Another example of Netflix’s very public disdain for you.

Netflix has both the capacity and the ability to produce top-tier shows that don’t dip in quality after the first arc. Their conscious decision to devote less money and effort into subsequent seasons stems from the fact that they know we’ll watch it anyway.

Case in point, the very first article on Geek Guy Buys dot com is about how the second season of Kipo and the Age of Wonderbeasts was a watered down clone of the first season but without any of the emotional punch the first season hooked us with.

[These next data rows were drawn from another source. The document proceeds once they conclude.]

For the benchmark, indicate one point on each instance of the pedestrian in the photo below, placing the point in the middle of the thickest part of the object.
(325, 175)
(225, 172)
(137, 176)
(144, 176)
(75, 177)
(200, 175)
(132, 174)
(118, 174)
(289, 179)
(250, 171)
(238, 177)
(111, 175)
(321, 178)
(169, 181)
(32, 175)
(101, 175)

Netflix understands that we’re going to continue chasing the intoxicating hit of that first season and they can offer us full-price drivel while cutting costs on their own back end.

Exhibit C: The Deluge Of Bad Content

Netflix chucks hundreds of shitty knock-offs of your favorite shows at you. They also constantly foist handfuls of poorly written movies with one or two fading or B-list stars upon you.

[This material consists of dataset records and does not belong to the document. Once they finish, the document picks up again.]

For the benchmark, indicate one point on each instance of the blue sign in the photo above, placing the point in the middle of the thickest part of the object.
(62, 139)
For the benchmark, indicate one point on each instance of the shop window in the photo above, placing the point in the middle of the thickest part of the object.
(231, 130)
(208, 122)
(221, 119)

Their hope, here, is that you’ll be so frustrated by scrolling through pages upon pages of shows that kind of look like your favorite cartoon that you’ll settle on something, anything, so you can finally tuck into your ramen before it gets cold.

The problem is so bad that my dear friend Austin Zook had to scrape the everloving shit out of Netflix just to find 5 – a literal handful – of Netflix originals that weren’t complete dogshit.

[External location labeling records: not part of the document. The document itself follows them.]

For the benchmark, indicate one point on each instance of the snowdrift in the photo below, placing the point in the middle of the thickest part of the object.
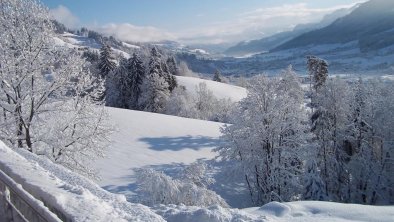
(78, 198)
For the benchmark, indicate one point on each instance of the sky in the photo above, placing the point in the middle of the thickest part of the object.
(191, 21)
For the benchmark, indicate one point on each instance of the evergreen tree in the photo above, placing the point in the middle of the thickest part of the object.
(318, 71)
(154, 93)
(217, 76)
(313, 184)
(137, 72)
(172, 66)
(170, 78)
(106, 62)
(268, 138)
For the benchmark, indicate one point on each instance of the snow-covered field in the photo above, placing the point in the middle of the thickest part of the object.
(220, 90)
(152, 140)
(76, 197)
(82, 200)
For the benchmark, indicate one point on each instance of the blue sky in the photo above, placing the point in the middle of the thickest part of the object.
(205, 21)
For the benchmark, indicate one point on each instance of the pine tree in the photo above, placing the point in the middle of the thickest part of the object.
(106, 62)
(172, 66)
(313, 184)
(217, 76)
(170, 78)
(154, 93)
(137, 71)
(46, 92)
(268, 139)
(318, 71)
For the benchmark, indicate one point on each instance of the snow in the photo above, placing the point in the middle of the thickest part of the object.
(302, 211)
(200, 51)
(152, 140)
(220, 90)
(159, 141)
(78, 198)
(322, 211)
(174, 213)
(130, 45)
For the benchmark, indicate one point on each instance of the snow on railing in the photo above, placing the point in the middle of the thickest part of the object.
(16, 204)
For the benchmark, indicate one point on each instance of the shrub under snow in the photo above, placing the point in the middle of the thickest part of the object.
(158, 188)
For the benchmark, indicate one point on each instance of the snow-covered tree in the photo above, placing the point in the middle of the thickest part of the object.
(172, 66)
(46, 92)
(158, 188)
(137, 72)
(268, 139)
(197, 173)
(314, 188)
(181, 103)
(318, 71)
(106, 61)
(204, 101)
(154, 93)
(329, 123)
(217, 76)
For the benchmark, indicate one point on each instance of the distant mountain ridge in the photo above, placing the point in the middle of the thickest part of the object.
(271, 42)
(371, 24)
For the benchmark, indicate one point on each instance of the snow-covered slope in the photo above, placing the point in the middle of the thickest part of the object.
(322, 211)
(220, 90)
(76, 197)
(152, 140)
(302, 211)
(80, 42)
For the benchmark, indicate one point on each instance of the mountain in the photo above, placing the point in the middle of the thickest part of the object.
(268, 43)
(371, 25)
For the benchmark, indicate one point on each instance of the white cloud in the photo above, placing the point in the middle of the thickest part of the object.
(245, 26)
(257, 23)
(63, 15)
(129, 32)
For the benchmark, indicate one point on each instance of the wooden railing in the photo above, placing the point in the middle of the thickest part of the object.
(17, 205)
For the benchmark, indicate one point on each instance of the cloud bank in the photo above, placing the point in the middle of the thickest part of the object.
(249, 25)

It’s manufactured complacency, plain and simple.

Is This Fixable?

I won’t join the growing chorus of internet writers calling for people to cancel Netflix, although there are some genuine points to be made in that corner.

The unfortunate part of the solution to this problem is that it requires an “all or nothing” effort.

As Netflix users, we have to reject our comfortability with the brand and stop consuming mediocre-to-bad content in order to fill the space between good content.

If you’re only keeping Netflix so you can watch the next season of Stranger Things, don’t put Hoops or Paradise P.D. on in the background of your weekly poker game. All it does is affirm Netflix’s decision to churn out garbage content.

Remember, the only reason Cherry Cola Oreos exist is because some asshole is still out there buying Swedish Fish Oreos.

In Summation

My Call To Action here is Be More Critical. If you’re watching a show or movie and it sucks, shut it off.

Don’t force yourself to finish that mediocre second season. Don’t turn on that poorly animated Brickleberry clone.

Tell your friends not to watch them. Tweet about them. Start a blog with your buddy from college so the two of you can rip on bad content together.

Read reviews before you start shows so you know whether they’re worth your time.

It’s the only way we’re going to get more content like The Old Guard and less like Murder Mystery.

BONUS: Hulu Also Doesn’t Give A Shit About You

Hulu tweeted this on September 23rd:

If you don’t remember what happened on September 23rd, let me refresh your memory.

At around 2:30 p.m., a Kentucky grand jury indicted one officer with wanton endangerment in the Breonna Taylor case.

A few hours later, Hulu tweeted that. And left it there for hours and hours as people poured into the streets of Louisville.

Finally, they deleted the tweet and offered this in apology:

They left the original tweet up for hours. You know how easy it is to delete a tweet? Almost as easy as not tweeting anything at all.

Hulu saw public outrage over injustice and saw a marketing opportunity.